How Should I Handle the Remains of My Loved One?
Question: I know someone whose family member died, and to honor them, wants to scatter their ashes at a place the person loved. Are Catholics allowed to scatter ashes wherever they want? What is the correct way to honor a loved one and their legacy? Are Catholics allowed to scatter ashes, and is there a specific place we should do so?
Question: I know someone whose family member died, and to honor them, wants to scatter their ashes at a place the person loved. Are Catholics allowed to scatter ashes wherever they want? What is the correct way to honor a loved one and their legacy? Are Catholics allowed to scatter ashes, and is there a specific place we should do so?
Answer: When a person we love dies, it can turn our world upside down as many deep emotions come into play. Even when we expect death, a loved one’s passing is upsetting. Any relief we might feel that their suffering is over is offset by the finality of losing one who is part of our life’s fabric. Our grief can be more intense if the deceased is estranged from us.
The sadness and anxiety that come with loss are why our Church teaches us to plan for funeral rites, and a final disposition of our mortal remains consistent with our beliefs. In this context, Catholics should consider the burial or entombment of their bodies or cremains as an integral part of the sacred liturgical rites that the Church performs for the faithfully departed. In other words, for Catholics, interring our mortal remains in a sacred place is a final act of faithfulness and divine worship. In committing our body or cremains, we want to testify to the body’s sacredness as a temple of the Holy Spirit and as integral to our dignity as children of our Heavenly Father, formed in his image and likeness.
In choosing cremation, one should plan for the ashes' final resting place in a blessed grave, tomb, or mausoleum niche to demonstrate belief in the passage from death to life and the expectation of a bodily resurrection. At such a significant moment, focusing on passing things to which a person may have been attached in this life is a mistake. Instead, one should look forward to the promise of eternal life and plan for funeral rites that proclaim the importance of one's Catholic faith. The Church’s Funeral rites proclaim the blessed assurance that the Lord Jesus, by his three days in the tomb, made the graves of believers holy. As such, a grave or tomb is the appropriate final resting place for Catholics as they await the resurrection to eternal life.
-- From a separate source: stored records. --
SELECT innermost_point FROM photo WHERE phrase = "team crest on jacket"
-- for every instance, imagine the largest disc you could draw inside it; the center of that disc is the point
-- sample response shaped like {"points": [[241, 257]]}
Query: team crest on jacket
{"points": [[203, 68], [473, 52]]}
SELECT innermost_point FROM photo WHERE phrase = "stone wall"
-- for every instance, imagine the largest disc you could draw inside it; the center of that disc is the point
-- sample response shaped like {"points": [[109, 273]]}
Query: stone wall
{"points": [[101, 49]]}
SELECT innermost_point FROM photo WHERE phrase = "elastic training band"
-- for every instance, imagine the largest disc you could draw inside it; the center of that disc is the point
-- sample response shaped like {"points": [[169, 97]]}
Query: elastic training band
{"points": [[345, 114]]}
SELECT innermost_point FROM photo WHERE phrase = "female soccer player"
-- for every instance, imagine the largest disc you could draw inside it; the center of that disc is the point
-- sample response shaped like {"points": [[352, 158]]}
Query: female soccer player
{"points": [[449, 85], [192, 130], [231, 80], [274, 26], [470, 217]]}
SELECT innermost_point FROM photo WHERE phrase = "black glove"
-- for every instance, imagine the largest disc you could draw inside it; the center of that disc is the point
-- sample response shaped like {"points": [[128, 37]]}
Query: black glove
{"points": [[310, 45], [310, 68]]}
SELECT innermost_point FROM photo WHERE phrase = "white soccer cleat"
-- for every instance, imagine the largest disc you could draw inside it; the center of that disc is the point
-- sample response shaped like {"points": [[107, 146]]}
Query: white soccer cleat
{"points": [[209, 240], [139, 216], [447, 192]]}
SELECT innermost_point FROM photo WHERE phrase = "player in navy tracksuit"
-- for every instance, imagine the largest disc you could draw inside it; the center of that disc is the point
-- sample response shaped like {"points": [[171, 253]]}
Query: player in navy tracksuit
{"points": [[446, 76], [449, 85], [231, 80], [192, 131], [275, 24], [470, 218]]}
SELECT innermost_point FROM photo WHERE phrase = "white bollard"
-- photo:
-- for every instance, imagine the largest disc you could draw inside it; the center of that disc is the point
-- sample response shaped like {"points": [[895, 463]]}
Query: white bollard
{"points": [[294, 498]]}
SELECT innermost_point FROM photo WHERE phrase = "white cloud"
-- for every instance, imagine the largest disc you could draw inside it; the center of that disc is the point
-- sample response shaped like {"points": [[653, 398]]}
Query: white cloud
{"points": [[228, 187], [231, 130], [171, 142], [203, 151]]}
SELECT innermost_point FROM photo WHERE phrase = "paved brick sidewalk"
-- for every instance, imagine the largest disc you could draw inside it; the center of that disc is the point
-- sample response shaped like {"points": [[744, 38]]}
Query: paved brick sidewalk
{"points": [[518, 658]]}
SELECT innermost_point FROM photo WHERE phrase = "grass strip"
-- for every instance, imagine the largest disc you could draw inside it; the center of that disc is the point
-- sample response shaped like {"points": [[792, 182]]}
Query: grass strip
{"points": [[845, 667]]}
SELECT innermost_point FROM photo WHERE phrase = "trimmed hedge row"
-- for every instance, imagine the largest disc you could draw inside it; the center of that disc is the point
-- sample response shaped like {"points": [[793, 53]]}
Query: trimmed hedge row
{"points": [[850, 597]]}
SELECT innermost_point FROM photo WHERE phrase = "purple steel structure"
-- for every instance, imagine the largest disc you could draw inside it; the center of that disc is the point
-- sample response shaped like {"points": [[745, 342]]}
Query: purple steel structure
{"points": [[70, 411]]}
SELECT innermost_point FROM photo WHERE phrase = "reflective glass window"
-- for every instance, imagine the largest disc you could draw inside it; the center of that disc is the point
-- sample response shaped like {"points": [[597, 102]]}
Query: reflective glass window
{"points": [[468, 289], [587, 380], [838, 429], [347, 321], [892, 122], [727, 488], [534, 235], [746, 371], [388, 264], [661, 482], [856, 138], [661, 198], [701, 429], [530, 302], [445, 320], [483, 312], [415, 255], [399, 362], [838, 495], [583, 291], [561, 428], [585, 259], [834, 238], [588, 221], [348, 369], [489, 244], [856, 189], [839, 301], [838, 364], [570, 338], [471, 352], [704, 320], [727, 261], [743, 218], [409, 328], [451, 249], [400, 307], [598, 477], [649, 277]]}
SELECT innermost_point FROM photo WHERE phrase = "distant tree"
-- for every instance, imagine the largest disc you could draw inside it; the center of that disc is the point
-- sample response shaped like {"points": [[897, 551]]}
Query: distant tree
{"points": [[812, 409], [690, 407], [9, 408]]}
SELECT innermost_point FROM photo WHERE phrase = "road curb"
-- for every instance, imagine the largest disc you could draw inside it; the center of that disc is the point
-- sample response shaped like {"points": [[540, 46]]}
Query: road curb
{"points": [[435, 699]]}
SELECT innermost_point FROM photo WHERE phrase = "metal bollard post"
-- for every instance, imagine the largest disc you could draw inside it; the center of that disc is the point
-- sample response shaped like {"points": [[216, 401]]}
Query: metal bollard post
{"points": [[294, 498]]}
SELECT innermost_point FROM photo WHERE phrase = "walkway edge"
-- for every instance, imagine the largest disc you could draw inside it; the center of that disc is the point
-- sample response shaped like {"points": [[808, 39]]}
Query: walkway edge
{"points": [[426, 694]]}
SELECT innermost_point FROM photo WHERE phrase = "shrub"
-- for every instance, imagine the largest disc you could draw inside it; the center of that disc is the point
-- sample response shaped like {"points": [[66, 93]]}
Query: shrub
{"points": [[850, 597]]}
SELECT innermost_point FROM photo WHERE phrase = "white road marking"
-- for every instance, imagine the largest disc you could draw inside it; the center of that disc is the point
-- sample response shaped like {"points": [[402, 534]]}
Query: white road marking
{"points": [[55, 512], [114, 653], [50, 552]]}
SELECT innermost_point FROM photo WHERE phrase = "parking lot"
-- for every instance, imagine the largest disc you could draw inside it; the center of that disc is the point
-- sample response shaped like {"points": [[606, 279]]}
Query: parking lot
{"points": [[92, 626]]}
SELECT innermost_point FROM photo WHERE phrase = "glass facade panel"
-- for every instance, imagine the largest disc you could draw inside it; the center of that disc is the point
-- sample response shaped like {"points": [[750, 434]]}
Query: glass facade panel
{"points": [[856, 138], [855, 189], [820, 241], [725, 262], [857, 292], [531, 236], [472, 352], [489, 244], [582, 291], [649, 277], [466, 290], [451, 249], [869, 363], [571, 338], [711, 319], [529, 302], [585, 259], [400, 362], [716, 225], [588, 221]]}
Another consideration is that Catholicism views burying and praying for the dead as works of mercy. Visiting the graves of the faithfully departed on All Souls or on an anniversary or birthday are acts of devotion. For Catholics, the works of mercy and acts of devotion allow loved ones to commemorate their beloved family members and friends and honor their memory, not just at the time of their death but for all the years to come.
In this light, scattering a person’s cremains, keeping them at home, making them into jewelry, or other practices are inappropriate for Catholics. These practices do not respect our faith’s reverence for the body or its destiny to be with the Saints in Glory. Scattering ashes is also closely entangled with belief in reincarnation, where one sees scattering one’s ashes as liberating the soul so it can animate a new body. This way of thinking contradicts Catholic belief in the bodily resurrection and our hope-filled anticipation of the day God will reunite our body and soul in heavenly glory.
For these reasons, Catholics should plan to bury or inter their cremains immediately after death in a sacred place like a cemetery, columbarium, or mausoleum niche or commit them to the sea in a sealed urn. These are the dispositions that scripture and tradition teach us to demonstrate our Catholic faith as our earthly pilgrimage ends and we await the world that is to come.